Skip to content

exceeding memory causes crash on Linux

5 messages · Paul Gilbert, Luke Tierney, Peter Dalgaard

#
I am having an unusual difficulty with R 1.8.0 on Mandrake 9.1 running a 
problem that takes a large amount of memory. With R 1.7.1  this ran on 
the machine I am using (barely), but now takes more memory than is 
available.  The first two times I tried with R 1.8.0, R exited after the 
program had run for some time, and gave no indication of anything, just 
returned to the shell command prompt. I ran under gdb to see if I could 
get a bettter indication of the problem, and this crashed Linux 
completely, or at least X, but I couldn't get another console either. (I 
haven't had anything crash Linux in a long time.) To confirm this I ran 
R under gdb again, and ran top to verify I was hitting memory 
constraints (which I was), but this time R did give a message "Error: 
cannot allocate a vector of size ..."

I'm not worried about running the problem, but I would like a more 
graceful exit. Might this be related to the change in error handling?

Paul Gilbert
#
Paul Gilbert wrote:

            
P.S. But there does not seem to be proper garbage collection after this. 
Top showed the memory still in use and subsequent attempts to run the 
program failed immediately trying to allocate a much smaller vector. 
When I did gc()  explicitely it did clean up and I could start the 
function again. The second time R exited back to the gdb prompt with a 
message "Program terminated with signal  SIGKILL, Killed. The program no 
longer exists."
#
Paul Gilbert wrote:

            
P.P.S. I can reproduce this (at least the SIGKILL part) on a machine 
with 500MB memory and swap turned off simply with
    z <- rnorm(50000000)
(Turning off swap is simply to make the failure happen quickly rather 
than slowly on a bigger problem.)
#
On Thu, 9 Oct 2003, Paul Gilbert wrote:

            
Possible but not likely.

When you really push memory for your R process to the limit you create
a situation where other programs may fail because there is no more
memory for them to get at.  At some point the kernel decides there is
a problem and starts doing things to bring the system into control by
the only means it really has: blowing away processes with a SIGKILL,
which cannot be caught so there is nothing R can do about it.  Or any
other process, say your X server, if that is the one that the kernel
decides to blow away.  I forget the actual rules the kernel uses to
handle these situations but that is the gist.

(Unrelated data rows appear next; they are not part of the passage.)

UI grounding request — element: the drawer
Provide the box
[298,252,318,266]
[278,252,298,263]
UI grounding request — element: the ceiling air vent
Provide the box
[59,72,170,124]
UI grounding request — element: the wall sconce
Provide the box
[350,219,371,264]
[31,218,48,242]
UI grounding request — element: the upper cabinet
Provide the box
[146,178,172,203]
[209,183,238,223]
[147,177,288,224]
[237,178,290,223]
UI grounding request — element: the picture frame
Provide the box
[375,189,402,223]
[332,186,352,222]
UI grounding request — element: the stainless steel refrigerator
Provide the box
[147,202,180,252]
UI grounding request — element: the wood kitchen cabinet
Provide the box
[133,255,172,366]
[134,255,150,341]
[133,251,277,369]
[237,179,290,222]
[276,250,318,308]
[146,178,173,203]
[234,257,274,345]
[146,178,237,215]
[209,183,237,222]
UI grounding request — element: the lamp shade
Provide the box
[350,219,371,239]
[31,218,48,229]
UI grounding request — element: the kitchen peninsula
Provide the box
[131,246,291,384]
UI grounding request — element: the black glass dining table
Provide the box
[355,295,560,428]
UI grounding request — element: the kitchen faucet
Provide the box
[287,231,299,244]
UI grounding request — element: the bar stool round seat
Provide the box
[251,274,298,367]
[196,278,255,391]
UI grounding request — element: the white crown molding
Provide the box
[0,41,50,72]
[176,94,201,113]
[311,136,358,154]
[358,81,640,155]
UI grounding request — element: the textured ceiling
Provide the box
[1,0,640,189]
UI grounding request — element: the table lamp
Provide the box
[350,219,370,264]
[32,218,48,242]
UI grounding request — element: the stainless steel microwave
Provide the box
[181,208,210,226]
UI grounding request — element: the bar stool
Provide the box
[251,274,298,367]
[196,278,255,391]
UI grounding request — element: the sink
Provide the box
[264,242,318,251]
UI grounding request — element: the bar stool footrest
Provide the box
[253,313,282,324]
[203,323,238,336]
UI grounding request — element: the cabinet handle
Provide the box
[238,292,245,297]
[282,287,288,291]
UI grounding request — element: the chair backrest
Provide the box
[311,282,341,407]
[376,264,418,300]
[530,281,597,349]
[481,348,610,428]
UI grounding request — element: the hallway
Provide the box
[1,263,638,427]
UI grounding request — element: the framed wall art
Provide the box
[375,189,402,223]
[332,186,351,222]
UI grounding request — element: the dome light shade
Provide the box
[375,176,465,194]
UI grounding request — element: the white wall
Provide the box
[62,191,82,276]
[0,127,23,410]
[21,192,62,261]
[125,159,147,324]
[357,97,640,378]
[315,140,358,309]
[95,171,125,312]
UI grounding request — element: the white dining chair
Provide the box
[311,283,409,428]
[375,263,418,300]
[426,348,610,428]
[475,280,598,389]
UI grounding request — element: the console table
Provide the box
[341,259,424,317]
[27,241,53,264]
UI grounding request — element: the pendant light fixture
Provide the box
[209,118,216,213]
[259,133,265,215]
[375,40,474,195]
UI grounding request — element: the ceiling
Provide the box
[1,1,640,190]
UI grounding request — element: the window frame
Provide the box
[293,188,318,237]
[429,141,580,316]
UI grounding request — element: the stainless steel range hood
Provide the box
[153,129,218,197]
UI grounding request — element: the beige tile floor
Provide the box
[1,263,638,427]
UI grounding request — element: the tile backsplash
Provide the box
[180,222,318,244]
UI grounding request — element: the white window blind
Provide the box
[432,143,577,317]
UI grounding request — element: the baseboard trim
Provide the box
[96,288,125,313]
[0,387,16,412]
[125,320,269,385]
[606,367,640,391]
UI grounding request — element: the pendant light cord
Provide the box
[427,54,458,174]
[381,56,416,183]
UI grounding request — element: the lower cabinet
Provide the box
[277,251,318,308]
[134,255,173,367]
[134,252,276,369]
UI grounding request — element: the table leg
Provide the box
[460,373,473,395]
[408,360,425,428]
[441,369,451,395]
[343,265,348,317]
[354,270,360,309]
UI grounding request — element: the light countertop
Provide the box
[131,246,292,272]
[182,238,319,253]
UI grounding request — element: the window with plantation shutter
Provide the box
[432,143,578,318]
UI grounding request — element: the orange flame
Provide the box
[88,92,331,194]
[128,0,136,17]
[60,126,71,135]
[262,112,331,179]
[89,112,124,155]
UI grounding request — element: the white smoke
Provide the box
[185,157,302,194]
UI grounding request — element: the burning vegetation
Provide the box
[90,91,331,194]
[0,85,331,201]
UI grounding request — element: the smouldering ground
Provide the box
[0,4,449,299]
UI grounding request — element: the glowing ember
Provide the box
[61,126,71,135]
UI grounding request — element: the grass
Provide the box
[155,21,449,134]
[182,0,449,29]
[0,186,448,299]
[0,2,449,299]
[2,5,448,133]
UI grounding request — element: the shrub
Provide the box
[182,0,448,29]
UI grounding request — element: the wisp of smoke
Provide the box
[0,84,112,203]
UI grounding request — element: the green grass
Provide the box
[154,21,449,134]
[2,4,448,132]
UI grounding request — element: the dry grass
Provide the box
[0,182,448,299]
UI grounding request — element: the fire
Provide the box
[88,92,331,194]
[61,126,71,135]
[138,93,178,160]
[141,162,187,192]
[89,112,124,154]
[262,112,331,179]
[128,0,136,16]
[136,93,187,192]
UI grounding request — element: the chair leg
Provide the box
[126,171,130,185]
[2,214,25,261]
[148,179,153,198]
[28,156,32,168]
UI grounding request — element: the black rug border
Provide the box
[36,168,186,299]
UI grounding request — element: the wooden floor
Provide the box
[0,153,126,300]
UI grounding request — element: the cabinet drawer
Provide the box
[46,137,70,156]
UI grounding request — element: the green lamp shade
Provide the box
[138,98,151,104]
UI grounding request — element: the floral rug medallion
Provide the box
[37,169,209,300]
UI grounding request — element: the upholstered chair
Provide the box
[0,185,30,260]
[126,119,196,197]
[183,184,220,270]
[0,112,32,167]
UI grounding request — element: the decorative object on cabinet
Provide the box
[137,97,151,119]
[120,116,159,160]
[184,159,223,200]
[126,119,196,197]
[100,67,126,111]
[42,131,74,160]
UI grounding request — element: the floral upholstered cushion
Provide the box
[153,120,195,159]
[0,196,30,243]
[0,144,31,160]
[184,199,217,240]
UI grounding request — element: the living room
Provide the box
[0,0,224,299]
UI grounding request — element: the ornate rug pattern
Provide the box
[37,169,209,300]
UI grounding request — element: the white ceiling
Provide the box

I don't think the kernel goes into this self-defense mode until it
gets close to running out of both physical memory and swap space.  One
thing you might try to do is check out how much swap space you have.
If you don't have enough you might try adding a swap file of several
gigabytes and see if that helps.

One thing to keep in mind when doing computations that produce huge
results is that R saves the last value of a successful top level
evaluation in .Last.value.  If that value is huge, gc can't do
anything about it until it is replaced by something smaller.  An
explicit call to gc() is not going to be able to release any more
things than an internal call made to satisfy an allocation, except to
the extent that some additional data will be reachable as part of the
computation that triggers the internal call.  Two successive top level
gc() calls may seem to do wonders compared to just one, just because
after the first one .Last.value has been replaced by the result
returned by gc().

The memory management system also does some of its releasing of
smaller sized allocations gradually to avoid thrashing in malloc in
most situations. This is why memory use as well as triggering
thresholds can go down gradually on successive gc calls until the
reach a steady state.  This is based on heuristics that work
reasonably well across a wide range of uses but might not be ideal for
really pushing the memory limit.  At some point we might make some of
the tuning parameters for these heuristics available at the user
level, but this isn't high priority as fiddling with them is probably
much more likely to make things worse than better.

Hope that helps,

luke
#
Paul Gilbert <pgilbert@bank-banque-canada.ca> writes:
I believe this is in the operating system, not in R. When all system
memory has been used up, the kernel goes looking for a job to kill,
and that can be R, the X server, or whatever it feels like. It is
difficult for R to do anything about it since the out-of-memory
condition can arise after the memory was allocated.